For me these are an interesting addition to the animations for the android frame work. Taken together they can be used to create animations with a springy, bouncy and elastic feel, which you'll be very familiar with if you've ever used an iphone. ;)

Here's an example of using the OvershootInterpolator when applied to the ViewFlipper slide animation shown in a previous post:

Notice the slight overshoot at the end of the animation...

On click listeners
Another interesting addition to the UI framework in Android 1.6 is the ability to define click listeners in you XML layout file like this:
<Button android:onClick="myClickHandler" />

Now all you need is a public myClickHandler function that takes a View as an argument:
class MyActivity extends Activity {
public void myClickHandler(View target)
{ // Do stuff }
This gives the programmer a much more concise way of declaring and implementing click listeners.
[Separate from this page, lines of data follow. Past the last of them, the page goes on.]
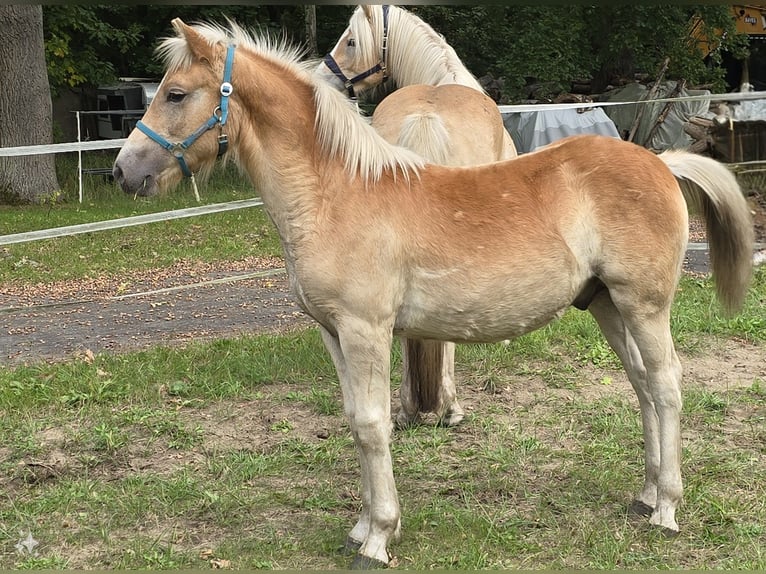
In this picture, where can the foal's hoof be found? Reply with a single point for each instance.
(403, 421)
(366, 563)
(451, 419)
(639, 508)
(350, 547)
(668, 533)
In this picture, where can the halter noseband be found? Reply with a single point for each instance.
(381, 66)
(219, 117)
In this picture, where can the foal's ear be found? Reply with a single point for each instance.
(198, 45)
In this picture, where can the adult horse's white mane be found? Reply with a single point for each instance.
(416, 53)
(339, 128)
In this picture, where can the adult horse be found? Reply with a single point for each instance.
(498, 250)
(440, 111)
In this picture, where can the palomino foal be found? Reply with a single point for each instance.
(498, 250)
(438, 110)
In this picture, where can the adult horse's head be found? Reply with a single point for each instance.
(187, 116)
(359, 60)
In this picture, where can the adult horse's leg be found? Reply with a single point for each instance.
(362, 358)
(654, 372)
(428, 382)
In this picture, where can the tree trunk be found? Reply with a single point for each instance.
(25, 105)
(311, 30)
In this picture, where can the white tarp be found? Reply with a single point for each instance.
(532, 130)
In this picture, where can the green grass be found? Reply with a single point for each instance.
(231, 235)
(238, 449)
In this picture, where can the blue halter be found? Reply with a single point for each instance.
(220, 115)
(348, 83)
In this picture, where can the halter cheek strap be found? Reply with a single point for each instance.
(219, 117)
(381, 66)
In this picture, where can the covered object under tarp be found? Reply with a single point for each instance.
(535, 129)
(669, 133)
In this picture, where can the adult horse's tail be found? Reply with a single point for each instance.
(425, 134)
(712, 190)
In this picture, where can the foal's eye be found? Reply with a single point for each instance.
(176, 97)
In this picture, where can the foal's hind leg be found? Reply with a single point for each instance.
(654, 372)
(362, 358)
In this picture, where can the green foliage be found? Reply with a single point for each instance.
(539, 50)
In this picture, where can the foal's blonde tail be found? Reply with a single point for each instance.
(426, 135)
(712, 190)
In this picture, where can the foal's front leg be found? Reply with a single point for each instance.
(362, 358)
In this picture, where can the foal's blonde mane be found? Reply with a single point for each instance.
(416, 53)
(340, 130)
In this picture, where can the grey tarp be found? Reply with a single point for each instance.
(532, 130)
(670, 133)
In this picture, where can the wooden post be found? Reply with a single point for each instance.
(311, 30)
(649, 96)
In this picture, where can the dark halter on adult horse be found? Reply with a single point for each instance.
(381, 66)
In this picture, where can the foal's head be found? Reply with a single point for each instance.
(187, 115)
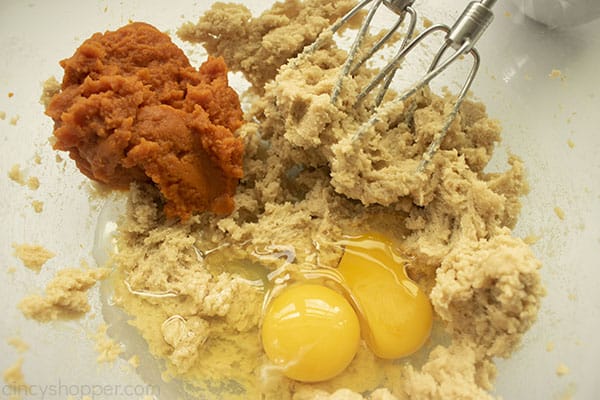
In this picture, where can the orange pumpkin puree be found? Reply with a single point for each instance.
(132, 109)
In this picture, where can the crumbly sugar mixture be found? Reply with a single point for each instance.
(65, 296)
(195, 289)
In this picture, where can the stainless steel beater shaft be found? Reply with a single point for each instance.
(461, 37)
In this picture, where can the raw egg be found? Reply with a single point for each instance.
(396, 314)
(311, 332)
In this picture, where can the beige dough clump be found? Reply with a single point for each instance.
(195, 289)
(14, 378)
(65, 295)
(32, 256)
(265, 43)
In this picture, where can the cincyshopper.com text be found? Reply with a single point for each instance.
(62, 390)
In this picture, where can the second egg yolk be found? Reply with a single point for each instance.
(311, 332)
(396, 314)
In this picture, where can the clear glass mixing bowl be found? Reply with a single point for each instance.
(541, 83)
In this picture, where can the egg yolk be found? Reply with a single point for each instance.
(396, 315)
(311, 332)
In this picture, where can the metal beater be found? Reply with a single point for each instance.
(461, 38)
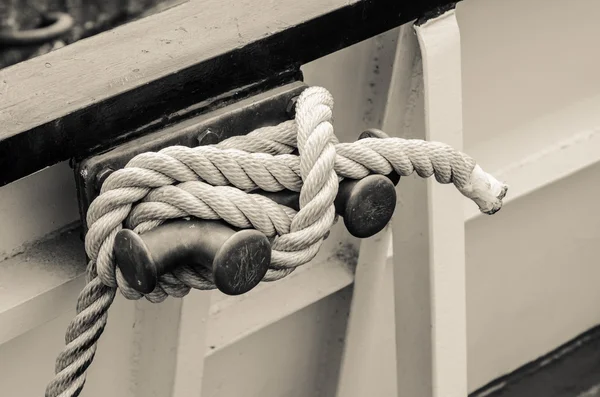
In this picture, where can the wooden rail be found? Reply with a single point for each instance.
(84, 96)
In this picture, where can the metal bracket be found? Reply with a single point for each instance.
(240, 118)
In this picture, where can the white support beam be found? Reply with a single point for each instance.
(365, 322)
(428, 234)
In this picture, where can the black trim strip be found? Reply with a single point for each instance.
(567, 371)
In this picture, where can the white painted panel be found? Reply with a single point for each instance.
(295, 357)
(36, 206)
(539, 287)
(531, 93)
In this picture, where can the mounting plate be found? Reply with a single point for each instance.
(239, 118)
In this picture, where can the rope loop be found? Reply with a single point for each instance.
(213, 182)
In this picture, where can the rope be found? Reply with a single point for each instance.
(214, 182)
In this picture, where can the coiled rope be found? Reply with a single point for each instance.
(212, 182)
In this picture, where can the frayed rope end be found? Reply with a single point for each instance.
(485, 190)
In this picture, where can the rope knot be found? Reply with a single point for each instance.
(213, 182)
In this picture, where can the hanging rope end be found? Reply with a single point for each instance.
(485, 190)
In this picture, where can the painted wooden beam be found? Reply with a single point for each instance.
(85, 95)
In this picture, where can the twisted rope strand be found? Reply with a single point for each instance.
(215, 182)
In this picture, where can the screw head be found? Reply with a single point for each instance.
(208, 137)
(290, 109)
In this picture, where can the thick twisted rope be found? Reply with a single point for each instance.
(213, 182)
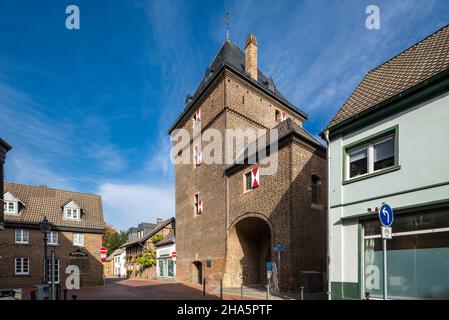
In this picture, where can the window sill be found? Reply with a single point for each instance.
(371, 175)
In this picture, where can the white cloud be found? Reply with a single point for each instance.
(126, 205)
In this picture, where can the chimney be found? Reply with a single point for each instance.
(251, 56)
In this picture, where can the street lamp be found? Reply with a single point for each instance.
(45, 227)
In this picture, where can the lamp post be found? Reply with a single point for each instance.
(45, 226)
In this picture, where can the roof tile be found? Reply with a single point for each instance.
(413, 66)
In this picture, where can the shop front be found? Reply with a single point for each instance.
(418, 256)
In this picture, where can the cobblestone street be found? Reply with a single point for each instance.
(125, 289)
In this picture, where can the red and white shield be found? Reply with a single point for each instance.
(197, 116)
(283, 116)
(255, 178)
(200, 207)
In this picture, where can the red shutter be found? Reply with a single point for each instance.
(255, 178)
(200, 207)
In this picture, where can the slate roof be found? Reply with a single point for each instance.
(41, 201)
(143, 239)
(411, 67)
(232, 57)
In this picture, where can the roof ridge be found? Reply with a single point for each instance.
(50, 188)
(408, 49)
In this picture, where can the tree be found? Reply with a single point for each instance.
(113, 240)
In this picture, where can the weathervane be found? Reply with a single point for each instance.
(226, 19)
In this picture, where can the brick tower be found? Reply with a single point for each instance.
(228, 217)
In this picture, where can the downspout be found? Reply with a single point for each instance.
(328, 238)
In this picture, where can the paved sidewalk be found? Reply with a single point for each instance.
(136, 289)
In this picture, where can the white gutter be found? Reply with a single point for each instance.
(328, 238)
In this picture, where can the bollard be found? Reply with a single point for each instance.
(268, 291)
(204, 287)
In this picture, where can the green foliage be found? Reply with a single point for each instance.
(157, 238)
(147, 258)
(112, 239)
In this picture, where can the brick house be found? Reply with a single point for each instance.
(226, 223)
(136, 245)
(4, 148)
(76, 233)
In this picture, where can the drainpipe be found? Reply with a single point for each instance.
(328, 238)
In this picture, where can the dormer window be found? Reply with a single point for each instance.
(10, 207)
(72, 211)
(11, 204)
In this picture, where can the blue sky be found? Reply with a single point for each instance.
(88, 110)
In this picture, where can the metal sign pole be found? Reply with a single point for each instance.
(386, 217)
(279, 265)
(53, 271)
(385, 267)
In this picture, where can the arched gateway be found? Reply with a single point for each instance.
(249, 249)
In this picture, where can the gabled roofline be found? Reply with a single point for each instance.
(152, 233)
(5, 145)
(70, 200)
(247, 79)
(420, 92)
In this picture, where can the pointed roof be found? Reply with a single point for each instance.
(230, 56)
(403, 72)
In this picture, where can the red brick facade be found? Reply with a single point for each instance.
(90, 267)
(232, 240)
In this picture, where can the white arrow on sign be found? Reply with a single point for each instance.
(386, 214)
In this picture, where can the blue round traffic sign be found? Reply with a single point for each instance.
(386, 216)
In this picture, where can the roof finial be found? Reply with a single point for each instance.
(226, 19)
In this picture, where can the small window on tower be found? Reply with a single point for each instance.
(277, 116)
(248, 185)
(315, 181)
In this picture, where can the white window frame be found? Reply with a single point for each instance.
(75, 213)
(370, 156)
(50, 238)
(6, 207)
(22, 266)
(48, 267)
(76, 239)
(22, 233)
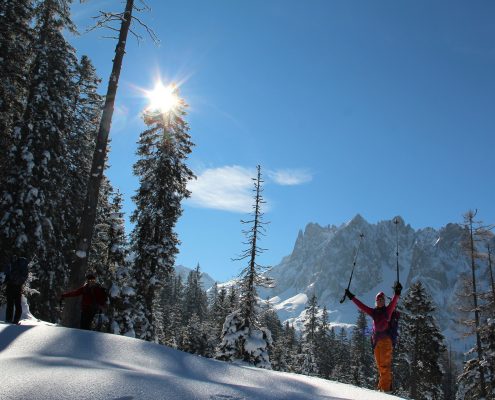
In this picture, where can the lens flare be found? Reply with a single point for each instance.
(162, 99)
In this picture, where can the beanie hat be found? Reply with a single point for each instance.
(381, 294)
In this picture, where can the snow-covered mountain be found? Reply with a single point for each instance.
(322, 259)
(206, 280)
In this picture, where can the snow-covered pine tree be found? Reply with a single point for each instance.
(284, 353)
(32, 212)
(163, 175)
(196, 337)
(472, 381)
(170, 308)
(195, 298)
(307, 359)
(325, 338)
(270, 320)
(81, 143)
(119, 270)
(232, 299)
(487, 327)
(362, 362)
(16, 39)
(100, 245)
(243, 338)
(218, 311)
(342, 370)
(423, 346)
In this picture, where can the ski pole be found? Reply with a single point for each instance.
(396, 222)
(361, 236)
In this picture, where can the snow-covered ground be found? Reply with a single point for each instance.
(42, 361)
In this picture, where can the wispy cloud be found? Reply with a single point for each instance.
(290, 177)
(230, 188)
(226, 188)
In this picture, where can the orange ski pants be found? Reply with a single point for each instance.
(383, 358)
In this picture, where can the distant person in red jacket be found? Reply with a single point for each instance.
(94, 298)
(381, 337)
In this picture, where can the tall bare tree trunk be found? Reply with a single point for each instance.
(71, 313)
(470, 216)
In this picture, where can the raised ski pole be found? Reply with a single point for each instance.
(396, 222)
(361, 236)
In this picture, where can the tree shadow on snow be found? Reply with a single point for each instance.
(10, 333)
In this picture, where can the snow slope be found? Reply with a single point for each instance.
(49, 362)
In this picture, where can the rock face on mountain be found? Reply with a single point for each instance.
(322, 259)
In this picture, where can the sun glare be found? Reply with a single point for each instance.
(162, 98)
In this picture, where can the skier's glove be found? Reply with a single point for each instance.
(398, 288)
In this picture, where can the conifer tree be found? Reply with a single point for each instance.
(170, 308)
(81, 142)
(326, 346)
(242, 336)
(218, 312)
(423, 345)
(342, 370)
(472, 381)
(362, 362)
(307, 357)
(195, 298)
(16, 40)
(32, 202)
(163, 175)
(122, 282)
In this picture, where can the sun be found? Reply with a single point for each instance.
(162, 99)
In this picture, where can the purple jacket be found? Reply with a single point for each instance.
(381, 317)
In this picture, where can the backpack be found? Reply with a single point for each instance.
(18, 272)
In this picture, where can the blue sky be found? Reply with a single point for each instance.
(381, 108)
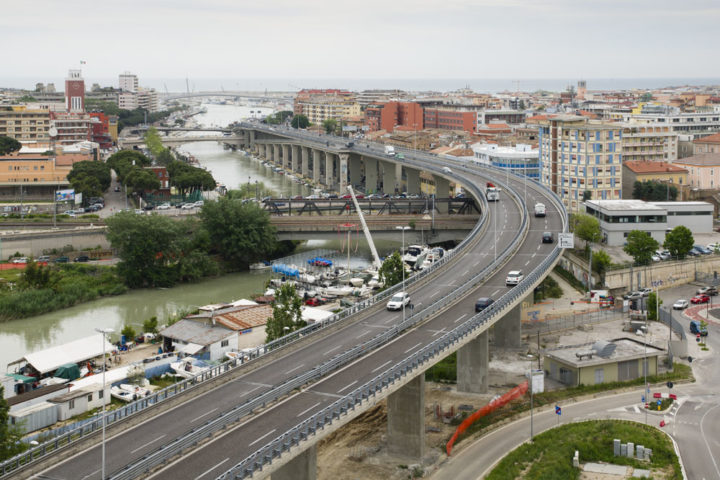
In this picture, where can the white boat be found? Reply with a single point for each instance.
(187, 369)
(121, 394)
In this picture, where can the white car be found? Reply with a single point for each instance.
(514, 277)
(680, 305)
(398, 301)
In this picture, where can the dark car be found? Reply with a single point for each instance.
(483, 303)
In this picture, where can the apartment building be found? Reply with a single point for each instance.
(581, 157)
(24, 124)
(649, 142)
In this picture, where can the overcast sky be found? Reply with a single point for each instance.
(239, 39)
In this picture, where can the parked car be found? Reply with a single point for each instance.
(680, 305)
(483, 303)
(712, 291)
(700, 299)
(398, 301)
(514, 277)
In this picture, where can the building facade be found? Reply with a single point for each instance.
(581, 158)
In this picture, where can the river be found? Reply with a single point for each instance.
(231, 168)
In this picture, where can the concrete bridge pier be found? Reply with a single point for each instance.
(329, 162)
(302, 467)
(390, 181)
(316, 166)
(343, 159)
(286, 156)
(295, 160)
(507, 329)
(355, 170)
(472, 365)
(304, 160)
(406, 420)
(413, 180)
(371, 172)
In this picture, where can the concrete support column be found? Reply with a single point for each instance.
(507, 329)
(276, 154)
(295, 158)
(302, 467)
(343, 171)
(304, 161)
(389, 179)
(286, 156)
(329, 177)
(355, 171)
(406, 420)
(316, 166)
(413, 180)
(371, 173)
(472, 365)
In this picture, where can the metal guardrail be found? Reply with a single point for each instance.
(300, 432)
(62, 437)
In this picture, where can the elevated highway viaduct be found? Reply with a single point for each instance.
(280, 439)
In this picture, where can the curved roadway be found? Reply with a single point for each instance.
(220, 454)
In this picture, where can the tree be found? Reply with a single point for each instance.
(641, 246)
(10, 436)
(679, 241)
(391, 271)
(9, 145)
(300, 121)
(651, 305)
(330, 125)
(150, 325)
(240, 233)
(287, 313)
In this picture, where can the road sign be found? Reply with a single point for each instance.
(566, 240)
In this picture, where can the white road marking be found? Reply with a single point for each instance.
(211, 469)
(381, 366)
(461, 317)
(307, 410)
(148, 443)
(293, 369)
(363, 334)
(413, 347)
(332, 350)
(204, 414)
(259, 439)
(347, 386)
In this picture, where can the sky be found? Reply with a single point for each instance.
(330, 39)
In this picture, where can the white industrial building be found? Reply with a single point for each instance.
(619, 217)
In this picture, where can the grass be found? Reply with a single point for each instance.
(549, 456)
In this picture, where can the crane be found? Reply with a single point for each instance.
(376, 258)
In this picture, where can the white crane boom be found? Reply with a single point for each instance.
(376, 257)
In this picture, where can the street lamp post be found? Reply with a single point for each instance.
(104, 331)
(402, 228)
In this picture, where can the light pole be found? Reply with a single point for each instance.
(104, 331)
(402, 228)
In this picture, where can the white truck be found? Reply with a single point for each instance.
(491, 192)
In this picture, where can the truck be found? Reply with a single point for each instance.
(491, 192)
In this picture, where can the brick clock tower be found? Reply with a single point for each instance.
(75, 92)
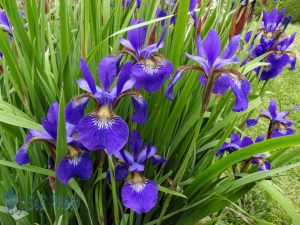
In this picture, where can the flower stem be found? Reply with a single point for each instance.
(182, 169)
(113, 190)
(131, 217)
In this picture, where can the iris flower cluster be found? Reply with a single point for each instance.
(77, 162)
(102, 128)
(138, 193)
(277, 43)
(278, 126)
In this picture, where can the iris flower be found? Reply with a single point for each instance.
(138, 193)
(102, 128)
(279, 125)
(280, 57)
(237, 143)
(76, 163)
(273, 24)
(273, 40)
(126, 3)
(213, 74)
(150, 69)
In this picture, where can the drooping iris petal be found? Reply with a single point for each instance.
(137, 167)
(279, 133)
(107, 71)
(221, 85)
(140, 197)
(212, 46)
(109, 134)
(74, 109)
(265, 114)
(140, 109)
(135, 143)
(251, 122)
(246, 141)
(235, 138)
(80, 166)
(260, 138)
(241, 90)
(121, 172)
(292, 62)
(88, 76)
(137, 36)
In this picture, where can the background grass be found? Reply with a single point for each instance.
(286, 90)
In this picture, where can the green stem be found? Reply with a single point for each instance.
(131, 217)
(113, 190)
(182, 169)
(164, 209)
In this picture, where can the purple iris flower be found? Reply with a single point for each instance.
(138, 193)
(162, 12)
(213, 74)
(151, 69)
(4, 23)
(273, 24)
(279, 125)
(279, 59)
(126, 3)
(273, 40)
(76, 163)
(238, 143)
(102, 128)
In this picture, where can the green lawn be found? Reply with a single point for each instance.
(285, 89)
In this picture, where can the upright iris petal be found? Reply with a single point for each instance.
(139, 194)
(102, 128)
(151, 69)
(103, 131)
(76, 163)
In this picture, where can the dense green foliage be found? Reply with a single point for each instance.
(42, 65)
(292, 8)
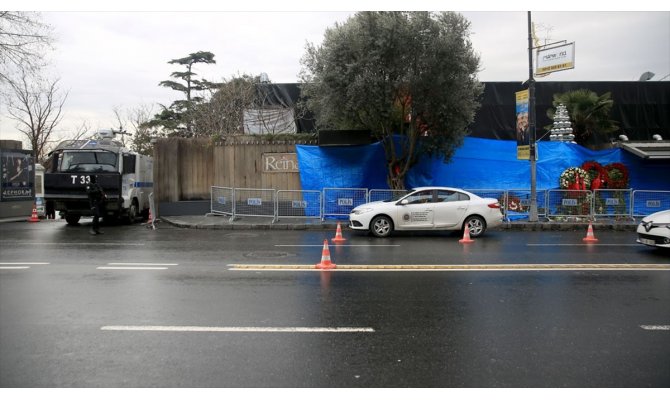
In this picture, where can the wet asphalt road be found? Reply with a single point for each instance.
(65, 323)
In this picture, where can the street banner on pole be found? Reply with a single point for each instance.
(522, 133)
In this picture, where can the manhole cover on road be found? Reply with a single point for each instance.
(267, 254)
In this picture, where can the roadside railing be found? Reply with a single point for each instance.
(337, 203)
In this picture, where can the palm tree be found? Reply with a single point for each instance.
(589, 114)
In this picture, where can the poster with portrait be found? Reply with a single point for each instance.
(18, 175)
(522, 122)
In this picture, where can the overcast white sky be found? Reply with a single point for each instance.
(115, 59)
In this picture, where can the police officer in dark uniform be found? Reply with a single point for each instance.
(96, 198)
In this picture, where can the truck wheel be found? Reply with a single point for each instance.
(72, 219)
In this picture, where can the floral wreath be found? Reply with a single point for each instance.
(617, 176)
(570, 177)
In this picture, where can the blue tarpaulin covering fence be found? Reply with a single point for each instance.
(477, 164)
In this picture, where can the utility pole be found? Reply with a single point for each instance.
(532, 215)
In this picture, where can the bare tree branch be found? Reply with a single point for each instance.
(24, 40)
(37, 107)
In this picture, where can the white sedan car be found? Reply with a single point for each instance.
(428, 208)
(654, 230)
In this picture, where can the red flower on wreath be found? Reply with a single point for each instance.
(617, 176)
(597, 173)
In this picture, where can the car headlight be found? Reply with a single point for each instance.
(359, 211)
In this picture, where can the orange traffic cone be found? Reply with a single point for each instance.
(466, 236)
(338, 235)
(34, 217)
(325, 258)
(590, 238)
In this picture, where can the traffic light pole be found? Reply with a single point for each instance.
(532, 217)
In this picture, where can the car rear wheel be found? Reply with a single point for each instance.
(476, 225)
(381, 226)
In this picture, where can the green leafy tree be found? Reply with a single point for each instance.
(589, 114)
(178, 119)
(406, 73)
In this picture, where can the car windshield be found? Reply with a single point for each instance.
(87, 161)
(396, 197)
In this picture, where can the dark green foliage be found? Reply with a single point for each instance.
(407, 73)
(589, 114)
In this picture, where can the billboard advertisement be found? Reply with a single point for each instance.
(556, 58)
(18, 175)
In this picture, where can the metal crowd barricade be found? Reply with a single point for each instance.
(222, 201)
(569, 203)
(298, 204)
(340, 202)
(500, 195)
(647, 202)
(384, 194)
(612, 203)
(517, 204)
(254, 202)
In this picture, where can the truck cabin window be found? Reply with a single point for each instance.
(87, 161)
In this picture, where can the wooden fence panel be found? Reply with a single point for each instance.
(185, 169)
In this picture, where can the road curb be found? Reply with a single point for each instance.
(225, 224)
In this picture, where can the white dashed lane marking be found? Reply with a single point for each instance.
(237, 329)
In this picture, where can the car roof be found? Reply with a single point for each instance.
(437, 187)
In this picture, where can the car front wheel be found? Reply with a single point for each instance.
(381, 226)
(476, 225)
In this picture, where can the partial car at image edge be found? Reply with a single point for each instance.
(654, 230)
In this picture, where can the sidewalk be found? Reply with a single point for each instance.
(265, 223)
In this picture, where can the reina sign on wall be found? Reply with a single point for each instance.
(280, 162)
(556, 58)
For more info' on the changes to the UI framework in Android 1.6 see the post here.

Android 2.0 UI changes
For Android 2.0 we have:

New system themes
New system themes in android.R.style to easily display activities on top of the current system wallpaper. The new themes available are:

WallpaperManager API
New WallpaperManager API replaces and extends the wallpaper APIs that were previously in Context, to allow applications to request and set the system wallpaper. Here there a two new methods in Animation called setDetachWallpaper and getDetachWallpaper. By setting Detached wallpaper to true an animation will only be applied to the window, and the wallpaper behind it will remain static.

Key Event Dispatching
KeyEvent has new key dispatching APIs, to help implement action-on-up and long press behavior, as well a new mechanism to cancel key presses (for virtual keys).

One last interesting thing on UI and Animations for Android 2.0. I've heard rumours that there is a "new exciting graphics technology" that is being worked on. I couldn't see any real evidence of this on the current android 2.0 release, but I read on blogs that there is another minor update due before the end of the year. So who knows, maybe this new graphics technology will be part of that minor release. If I find anything I will of course write about it and let others know.